Living in the Maldives
The Maldives is an archipelago that boasts an abundance of white, sandy beaches with alluring cyan-blue waters. Its ideal location in the Indian Ocean makes it a home not just to various incredible diving and snorkelling sites but also to expats who want to improve their careers while enjoying life in a paradise-like country.
The Republic of Maldives is considered as the smallest country in Southern Asia which covers a total land area of only 298 square kilometres. It is comprised of 1,192 coral islands whereas 200 are inhabited and around 80 functions as tourist resorts. Unlike most popular destinations where the population is high, Maldives only has an estimated population of 373, 471 in 2016. Nearly a third of this island’s total number of inhabitants is comprised of expatriates, and a vast majority are from the Philippines, Bangladesh, Sri Lanka and India. Life in this archipelago is a bit laid back compared to Western or European standard but its simplicity can not be mistaken for dull or boredom. Maldives Islands let you chase your dreams while enjoying exciting water activities amidst the undeniable beauty of the wild, tropical nature.
Since Maldives is renowned across the world for its pristine beaches, it is already evident that most fun activities here are related to water. This archipelago is one of the top 5 whale watching destinations in the world and whether you are a single expat or with kids, the Whale Submarine Adventure will undoubtedly capture your attention. The tourist-magnet Whale Submarine is a large underwater vessel that allows people to have a close look at the island’s rare aquatic animals and coral reef life. Aside from sightseeing, scuba diving is also one of the most popular activities in Maldives. The best time of the year to dive is between the January and April when the sun is shining, the sea is at calmest, and the visibility of the water can reach 30m.
In the recent years, Maldives also allowed people to roam in other islands without needing to stay in a particular resort. Now, expats can explore other beaches and surfing destinations in Maldives without worrying about being among a multitude of tourists. Water sports in this archipelago include kayaking, parasailing, kite surfing and jet skiing. Expat parents in Maldives can also enlist their children to kids' clubs where they will enjoy activities such as puppet theatres, dressing up boxes, organised treasure hunts and biking around the island dressed as pirates.
The Maldivian Cuisine
The Maldivian cuisine has strong influences from Sri Lanka and India considering that a huge number of the population are nationals from those two countries. There are three main components of an authentic local dish: mas (fish) particularly kandu mas (tuna), coconut and starch. Maldivian foods are characterised as being hot and spicy with only few vegetables. Expats will soon notice that one of the most common meals that they are about to eat in this island has garudhiya (clear fish broth) served with a side dish of onions, lime and chilli. Maldive fish is often flaked or pounded into tiny pieces and used as flavouring. It is also used as filling for short eats, a dough-wrapped pastry often served as a snack.

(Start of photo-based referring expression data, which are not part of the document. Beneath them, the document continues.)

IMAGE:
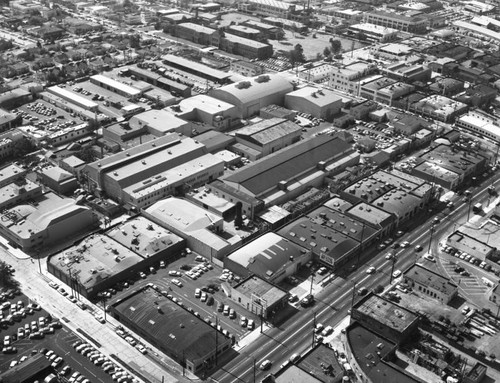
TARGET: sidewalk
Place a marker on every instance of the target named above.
(34, 285)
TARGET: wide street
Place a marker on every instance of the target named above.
(296, 334)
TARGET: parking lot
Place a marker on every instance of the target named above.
(46, 116)
(28, 330)
(209, 306)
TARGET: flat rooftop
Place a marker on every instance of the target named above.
(168, 324)
(319, 360)
(431, 279)
(369, 349)
(120, 86)
(267, 254)
(94, 259)
(72, 96)
(471, 242)
(386, 312)
(10, 172)
(371, 214)
(261, 288)
(144, 236)
(457, 161)
(194, 66)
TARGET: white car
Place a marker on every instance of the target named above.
(141, 349)
(402, 289)
(429, 258)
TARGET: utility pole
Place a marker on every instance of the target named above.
(254, 369)
(216, 338)
(312, 281)
(314, 327)
(430, 239)
(353, 293)
(360, 245)
(394, 259)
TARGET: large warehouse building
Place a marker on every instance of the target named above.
(249, 96)
(286, 174)
(169, 165)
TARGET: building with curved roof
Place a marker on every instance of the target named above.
(249, 96)
(50, 219)
(270, 257)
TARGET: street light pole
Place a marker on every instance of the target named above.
(353, 293)
(314, 328)
(360, 245)
(312, 281)
(430, 239)
(394, 259)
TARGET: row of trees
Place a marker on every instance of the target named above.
(296, 55)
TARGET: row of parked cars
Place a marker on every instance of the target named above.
(467, 257)
(96, 357)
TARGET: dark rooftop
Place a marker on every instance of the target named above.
(287, 163)
(322, 363)
(369, 350)
(171, 325)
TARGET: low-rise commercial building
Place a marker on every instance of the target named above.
(384, 90)
(438, 107)
(373, 32)
(347, 78)
(480, 124)
(249, 96)
(158, 123)
(196, 68)
(247, 68)
(115, 86)
(265, 137)
(448, 167)
(209, 110)
(290, 172)
(470, 245)
(430, 283)
(181, 335)
(371, 357)
(73, 98)
(203, 230)
(412, 24)
(405, 72)
(385, 318)
(143, 166)
(397, 193)
(270, 256)
(259, 296)
(320, 103)
(18, 191)
(50, 220)
(230, 43)
(58, 179)
(333, 237)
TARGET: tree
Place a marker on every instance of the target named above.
(134, 41)
(21, 147)
(6, 279)
(297, 55)
(335, 46)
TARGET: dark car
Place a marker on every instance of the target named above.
(307, 300)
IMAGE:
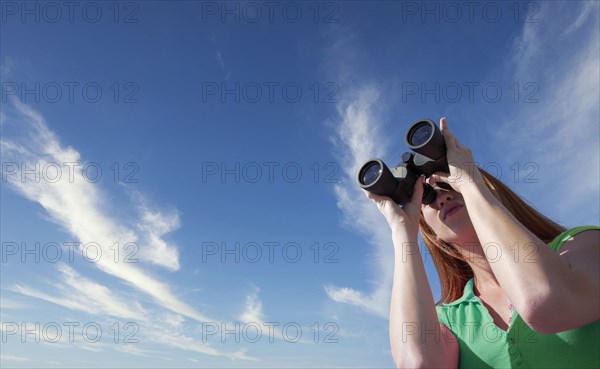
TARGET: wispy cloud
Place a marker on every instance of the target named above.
(358, 139)
(77, 205)
(566, 117)
(82, 209)
(253, 312)
(79, 293)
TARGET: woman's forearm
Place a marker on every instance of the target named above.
(526, 269)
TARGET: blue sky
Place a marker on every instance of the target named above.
(178, 177)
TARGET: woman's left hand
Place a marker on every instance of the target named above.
(463, 170)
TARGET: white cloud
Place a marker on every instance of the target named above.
(560, 132)
(81, 208)
(359, 139)
(253, 312)
(80, 293)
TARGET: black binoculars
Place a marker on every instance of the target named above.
(427, 142)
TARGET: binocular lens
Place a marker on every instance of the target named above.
(370, 173)
(419, 134)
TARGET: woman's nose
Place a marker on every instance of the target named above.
(442, 198)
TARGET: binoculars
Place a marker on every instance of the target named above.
(427, 142)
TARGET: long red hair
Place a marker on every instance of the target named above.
(452, 268)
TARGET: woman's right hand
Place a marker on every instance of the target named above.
(404, 219)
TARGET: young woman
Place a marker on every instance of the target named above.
(518, 291)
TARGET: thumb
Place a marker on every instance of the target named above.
(414, 205)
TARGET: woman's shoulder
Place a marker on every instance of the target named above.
(569, 233)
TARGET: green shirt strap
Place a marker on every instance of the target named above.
(557, 243)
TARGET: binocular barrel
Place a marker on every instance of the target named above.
(423, 137)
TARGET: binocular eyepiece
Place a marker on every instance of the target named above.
(427, 142)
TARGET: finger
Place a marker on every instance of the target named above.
(417, 198)
(438, 177)
(449, 138)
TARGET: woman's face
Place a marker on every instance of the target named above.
(448, 216)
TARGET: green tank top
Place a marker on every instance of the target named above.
(483, 345)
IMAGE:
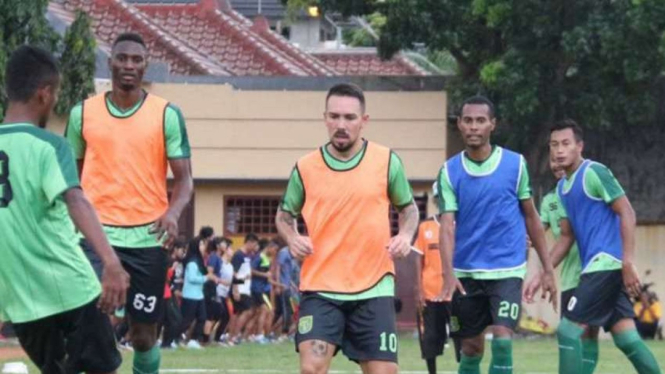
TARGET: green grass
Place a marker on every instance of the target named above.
(531, 356)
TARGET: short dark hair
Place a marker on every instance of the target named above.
(479, 100)
(347, 90)
(568, 124)
(206, 232)
(29, 69)
(129, 37)
(251, 237)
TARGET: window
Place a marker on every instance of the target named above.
(255, 214)
(421, 202)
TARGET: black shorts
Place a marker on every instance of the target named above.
(79, 340)
(147, 271)
(242, 305)
(565, 299)
(432, 328)
(600, 300)
(259, 299)
(486, 303)
(365, 330)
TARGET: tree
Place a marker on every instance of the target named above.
(77, 64)
(597, 61)
(22, 22)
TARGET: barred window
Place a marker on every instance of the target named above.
(252, 214)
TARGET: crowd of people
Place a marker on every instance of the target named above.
(218, 295)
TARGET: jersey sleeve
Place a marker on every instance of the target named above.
(399, 188)
(294, 196)
(175, 132)
(524, 183)
(58, 169)
(447, 200)
(74, 131)
(600, 183)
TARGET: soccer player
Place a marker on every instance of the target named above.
(344, 191)
(124, 141)
(49, 289)
(487, 210)
(571, 268)
(596, 209)
(433, 314)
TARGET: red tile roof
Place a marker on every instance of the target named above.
(113, 17)
(366, 61)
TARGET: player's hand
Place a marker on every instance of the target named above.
(631, 279)
(531, 288)
(450, 285)
(548, 284)
(115, 282)
(166, 227)
(399, 246)
(301, 247)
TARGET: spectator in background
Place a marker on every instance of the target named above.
(193, 305)
(223, 288)
(648, 313)
(242, 270)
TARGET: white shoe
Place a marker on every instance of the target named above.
(193, 344)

Because of the rich Indian influence, riha (curries) also became popular in Maldives. It is usually accompanied by roshie which is unleavened bread similar to the papadhu and roti of India. Other staples of the local food are Mas Huni (tuna and coconut mix served during breakfast), Fihunu Mas (fish barbeque basted with chilli), bambukeylu hiti (breadfruit curry) and theluli mas (fried fish mixed with garlic and chilli.
Islam: The National Religion
Maldives is an Islamic country where the holy month of Ramazan is being observed every year. During this religious observance, the people take their dinner a few hours before dusk and fast until sunset with no meals in between. Come breakfast; the Maldivian will gather on the streets and share their home-cooked meals as a way of festivity. However, not all people will have a full breakfast right away. Expats will notice that the more religious locals only take juice then go back to the mosque for prayer.
Islam is also the national and only religion in Maldives. No other religious practices are allowed, and all Maldivian belong to the Sunni sect. By the Islamic faith, the people of Maldives firmly believe that one can go to heaven or hell depending on how he adheres to the five tenets of their religion. They consider someone worthy to enter heaven if they were able to faithfully repeat the creed: ‘There is no God but Allah, and Muhammad is the prophet of Allah’.
Islam also dictates the way of life in this island. For example, purchase and consumption of alcoholic beverages are strictly prohibited to Muslims. Expats in Maldives should also know that swimwear or clothes that show too much skin is fine as long as they are inside the beach resorts but when it comes to other parts of the island, it is best to dress conservatively. Though you may not be practicing Islam, it is still best to respect the local traditions and etiquettes that are significantly influenced by the locals’ religion.